AWS Storage Blog

Using presigned URLs to identify per-requester usage of Amazon S3

Many software-as-a-service (SaaS) product offerings have a pay-as-you-go pricing model, charging customers only for the resources consumed. However, a pay-as-you-go pricing is only viable when you can accurately track each customer’s use of resources, such as compute capacity, storage, and networking bandwidth. Without this data, SaaS providers do not have visibility into resource consumption of each customer, and are unable to bill based on the their usage. This is just one example where the ability to accurately track consumption of similar resources can be a critical need.

In this blog post, we walk through how to track who has downloaded objects from your Amazon Simple Storage Service (S3) buckets. Specifically, we track the downloads using presigned URLs. We do this by generating a presigned URL with a custom parameter using the Signature Version 4 (SigV4) process and then querying the S3 server access logs with Amazon Athena to identify who made the requests. By including a custom parameter in the presigned URL, S3 bucket owners can track its usage by using the custom parameter as an identifier.
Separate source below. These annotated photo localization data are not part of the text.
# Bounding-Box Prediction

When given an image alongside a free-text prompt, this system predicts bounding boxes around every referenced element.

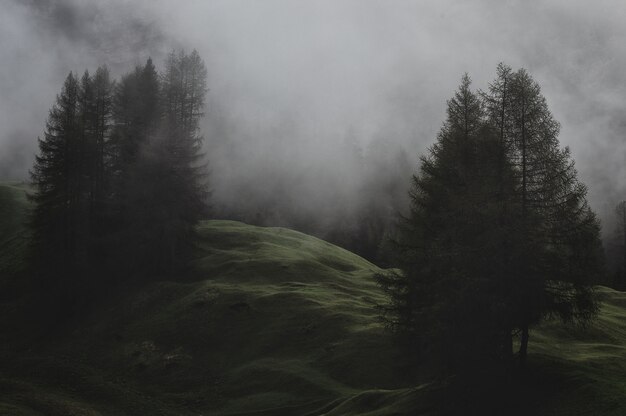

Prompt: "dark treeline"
[29,50,209,316]
[377,65,604,376]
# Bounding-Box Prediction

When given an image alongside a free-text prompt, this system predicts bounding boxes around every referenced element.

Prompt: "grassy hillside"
[0,182,31,283]
[1,182,625,415]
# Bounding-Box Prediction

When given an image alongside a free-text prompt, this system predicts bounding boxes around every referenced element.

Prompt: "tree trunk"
[519,325,529,366]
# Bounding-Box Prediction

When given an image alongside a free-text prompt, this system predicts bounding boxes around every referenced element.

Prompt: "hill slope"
[0,182,31,284]
[1,182,626,415]
[1,207,405,415]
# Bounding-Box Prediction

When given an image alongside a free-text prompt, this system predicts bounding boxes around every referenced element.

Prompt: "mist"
[2,3,626,412]
[2,0,626,243]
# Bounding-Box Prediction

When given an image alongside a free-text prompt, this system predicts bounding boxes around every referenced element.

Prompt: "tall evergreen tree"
[77,67,114,247]
[377,75,515,369]
[486,67,603,363]
[91,66,114,215]
[30,73,83,303]
[154,49,210,271]
[108,58,164,275]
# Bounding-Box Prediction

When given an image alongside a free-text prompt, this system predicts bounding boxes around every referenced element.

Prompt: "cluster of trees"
[30,50,209,312]
[377,64,604,372]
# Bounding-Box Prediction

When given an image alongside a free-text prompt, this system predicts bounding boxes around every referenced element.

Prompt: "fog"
[2,0,626,243]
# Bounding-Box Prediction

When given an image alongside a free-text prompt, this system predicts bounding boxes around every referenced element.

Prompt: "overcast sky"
[2,0,626,231]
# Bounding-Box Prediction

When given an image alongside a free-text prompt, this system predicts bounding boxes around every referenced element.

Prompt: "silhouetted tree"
[91,66,114,216]
[489,67,603,364]
[31,73,81,279]
[78,67,114,262]
[377,75,514,370]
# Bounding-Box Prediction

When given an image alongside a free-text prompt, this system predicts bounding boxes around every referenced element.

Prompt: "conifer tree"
[377,75,514,369]
[30,73,82,298]
[108,59,163,275]
[154,49,209,270]
[486,67,603,363]
[112,60,159,177]
[91,66,114,215]
[77,67,114,244]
This enables the bucket owners to charge its users based on how frequently and how much data that user have downloaded from their environments.
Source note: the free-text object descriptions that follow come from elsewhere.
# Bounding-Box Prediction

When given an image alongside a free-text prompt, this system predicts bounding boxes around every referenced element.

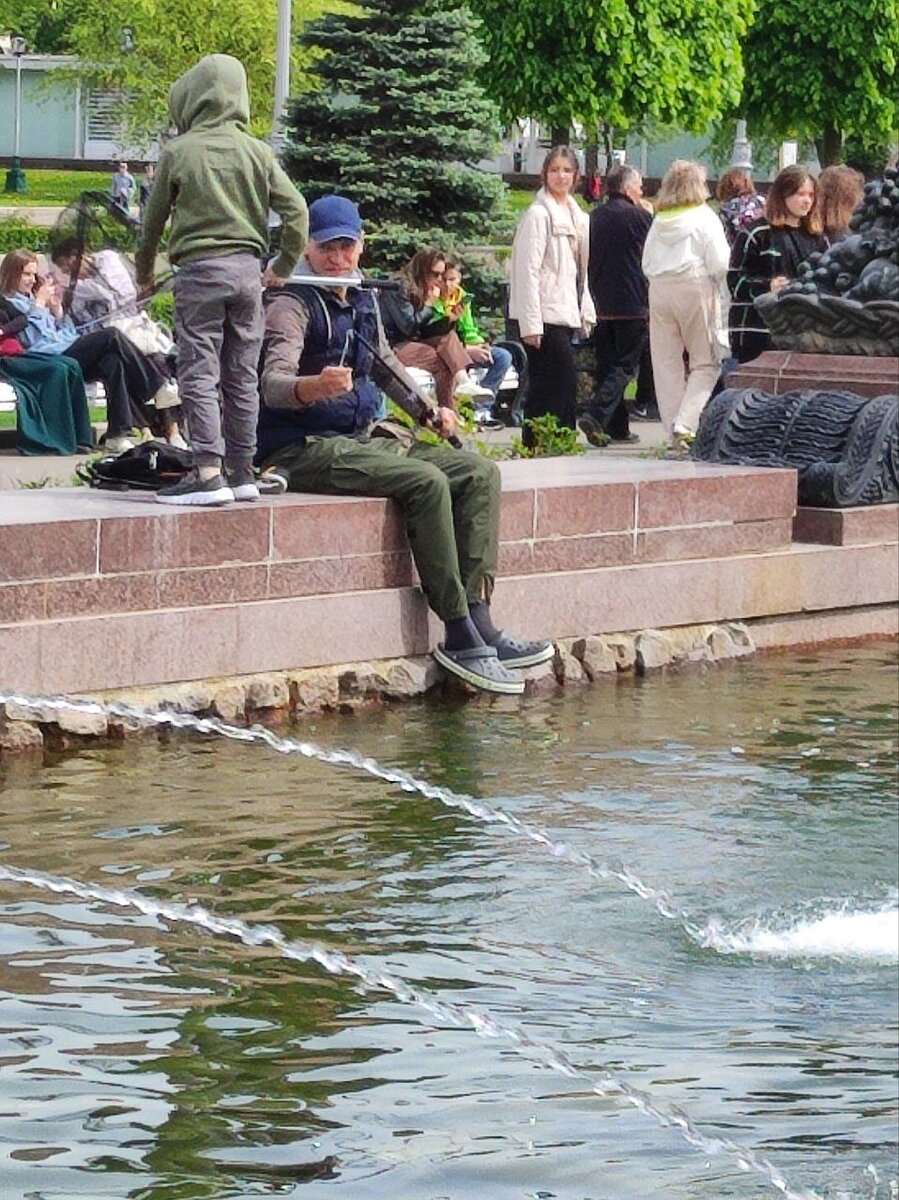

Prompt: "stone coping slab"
[793,504,899,546]
[727,350,899,397]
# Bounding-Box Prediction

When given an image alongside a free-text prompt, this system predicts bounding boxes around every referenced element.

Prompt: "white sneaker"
[454,379,494,401]
[227,467,260,502]
[154,381,180,410]
[105,436,135,454]
[167,432,190,450]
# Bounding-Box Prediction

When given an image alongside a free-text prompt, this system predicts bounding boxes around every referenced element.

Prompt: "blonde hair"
[818,165,864,238]
[655,159,709,210]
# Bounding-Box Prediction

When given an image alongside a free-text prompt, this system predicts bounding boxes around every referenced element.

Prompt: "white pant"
[648,275,723,437]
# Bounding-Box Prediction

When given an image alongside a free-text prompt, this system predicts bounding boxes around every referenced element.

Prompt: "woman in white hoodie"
[509,146,595,443]
[641,160,731,448]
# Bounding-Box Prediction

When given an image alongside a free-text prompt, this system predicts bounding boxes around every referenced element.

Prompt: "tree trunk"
[585,138,599,179]
[815,125,844,167]
[550,124,569,147]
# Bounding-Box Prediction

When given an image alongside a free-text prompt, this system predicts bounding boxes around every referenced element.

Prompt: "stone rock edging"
[0,622,755,754]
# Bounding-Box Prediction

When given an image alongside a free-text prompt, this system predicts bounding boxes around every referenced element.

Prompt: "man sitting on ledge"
[257,195,553,696]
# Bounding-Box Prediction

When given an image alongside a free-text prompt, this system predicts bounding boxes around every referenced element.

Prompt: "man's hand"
[770,275,790,295]
[262,267,286,289]
[434,406,459,439]
[315,365,354,399]
[467,343,492,365]
[522,333,542,350]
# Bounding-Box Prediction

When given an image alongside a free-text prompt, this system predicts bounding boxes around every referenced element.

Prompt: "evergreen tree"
[282,0,508,271]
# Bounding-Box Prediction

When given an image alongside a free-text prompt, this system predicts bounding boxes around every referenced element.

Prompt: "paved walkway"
[0,419,668,491]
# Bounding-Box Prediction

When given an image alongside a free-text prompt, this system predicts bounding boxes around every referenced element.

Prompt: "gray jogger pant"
[173,253,264,470]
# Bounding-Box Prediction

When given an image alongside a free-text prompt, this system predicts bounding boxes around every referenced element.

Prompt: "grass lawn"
[0,405,108,431]
[0,169,111,207]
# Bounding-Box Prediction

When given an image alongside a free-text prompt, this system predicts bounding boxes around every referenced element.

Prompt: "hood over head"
[169,54,250,133]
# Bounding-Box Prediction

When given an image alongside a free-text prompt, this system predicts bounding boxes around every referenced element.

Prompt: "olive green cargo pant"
[264,435,500,622]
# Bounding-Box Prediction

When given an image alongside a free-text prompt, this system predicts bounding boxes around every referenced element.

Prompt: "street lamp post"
[272,0,291,149]
[4,36,28,194]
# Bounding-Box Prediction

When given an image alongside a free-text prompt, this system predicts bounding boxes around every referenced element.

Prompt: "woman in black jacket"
[379,249,490,409]
[728,166,829,363]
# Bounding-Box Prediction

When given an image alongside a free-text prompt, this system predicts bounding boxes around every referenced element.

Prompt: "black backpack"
[77,440,192,491]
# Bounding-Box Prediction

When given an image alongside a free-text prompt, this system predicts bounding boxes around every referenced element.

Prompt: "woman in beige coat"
[509,146,595,442]
[641,159,730,450]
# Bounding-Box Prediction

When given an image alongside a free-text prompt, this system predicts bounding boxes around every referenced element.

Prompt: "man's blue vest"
[257,284,383,462]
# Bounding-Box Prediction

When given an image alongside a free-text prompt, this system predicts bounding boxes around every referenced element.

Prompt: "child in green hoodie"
[136,54,308,506]
[433,260,512,417]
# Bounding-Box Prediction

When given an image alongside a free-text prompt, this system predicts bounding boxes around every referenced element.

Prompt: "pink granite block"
[637,518,793,563]
[791,542,899,611]
[637,471,796,528]
[0,623,41,691]
[154,564,270,610]
[497,542,535,575]
[531,533,634,572]
[499,489,535,541]
[36,604,242,693]
[535,483,634,537]
[0,582,46,624]
[272,496,407,561]
[45,573,158,620]
[793,505,899,546]
[99,507,271,574]
[233,588,430,673]
[0,520,97,583]
[268,552,414,598]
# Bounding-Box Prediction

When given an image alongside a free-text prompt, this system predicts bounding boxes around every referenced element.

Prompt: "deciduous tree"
[470,0,750,138]
[739,0,899,166]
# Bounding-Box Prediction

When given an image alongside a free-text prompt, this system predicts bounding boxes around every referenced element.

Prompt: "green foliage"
[0,216,47,253]
[738,0,899,164]
[512,414,584,458]
[470,0,750,137]
[283,0,508,276]
[146,289,175,330]
[0,0,346,147]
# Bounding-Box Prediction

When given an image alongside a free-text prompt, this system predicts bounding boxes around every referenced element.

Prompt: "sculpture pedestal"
[727,351,899,398]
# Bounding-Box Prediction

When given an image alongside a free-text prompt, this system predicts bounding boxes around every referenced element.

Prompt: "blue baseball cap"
[308,195,363,243]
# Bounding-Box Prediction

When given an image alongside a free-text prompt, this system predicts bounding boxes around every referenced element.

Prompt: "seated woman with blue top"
[1,249,165,452]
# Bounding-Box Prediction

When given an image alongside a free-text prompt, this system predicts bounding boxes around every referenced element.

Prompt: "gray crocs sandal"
[433,644,525,695]
[490,631,554,669]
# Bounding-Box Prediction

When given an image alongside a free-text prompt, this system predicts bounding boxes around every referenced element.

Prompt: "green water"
[0,645,897,1200]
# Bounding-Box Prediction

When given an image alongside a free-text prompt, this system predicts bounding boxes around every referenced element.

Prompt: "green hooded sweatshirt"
[135,54,308,285]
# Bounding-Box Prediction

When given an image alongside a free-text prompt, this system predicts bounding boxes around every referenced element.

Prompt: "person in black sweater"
[581,165,656,444]
[728,166,829,364]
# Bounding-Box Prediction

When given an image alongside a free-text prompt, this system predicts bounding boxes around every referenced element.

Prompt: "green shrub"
[146,289,174,330]
[0,217,47,254]
[513,413,586,458]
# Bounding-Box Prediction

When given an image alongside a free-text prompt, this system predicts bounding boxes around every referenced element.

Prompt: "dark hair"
[716,168,755,203]
[541,145,580,191]
[50,235,86,265]
[765,166,823,236]
[400,248,447,308]
[0,248,38,296]
[605,164,642,197]
[817,165,864,237]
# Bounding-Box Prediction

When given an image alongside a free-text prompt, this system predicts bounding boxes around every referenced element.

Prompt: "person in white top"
[508,146,595,445]
[641,159,731,450]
Diagram of how presigned url can help identify access

Figure 1: Diagram depicting how custom parameter can be used to identify access

Required permissions to create a presigned URL

When creating presigned URLs, it is important to keep least privilege in mind. The person with a valid presigned URL can access objects as if they are the original signing user, which makes it important to lock down the permissions of the entity creating presigned URLs. Creating a presigned URL for an S3 object requires the creating user to have explicit permission to perform the specified action. For instance, to create a presigned URL for a GET request, the signing user would need permissions to read the S3 object. With this in mind, we recommend practicing least privilege and granting only the necessary permissions to the signer to limit access to the desired level.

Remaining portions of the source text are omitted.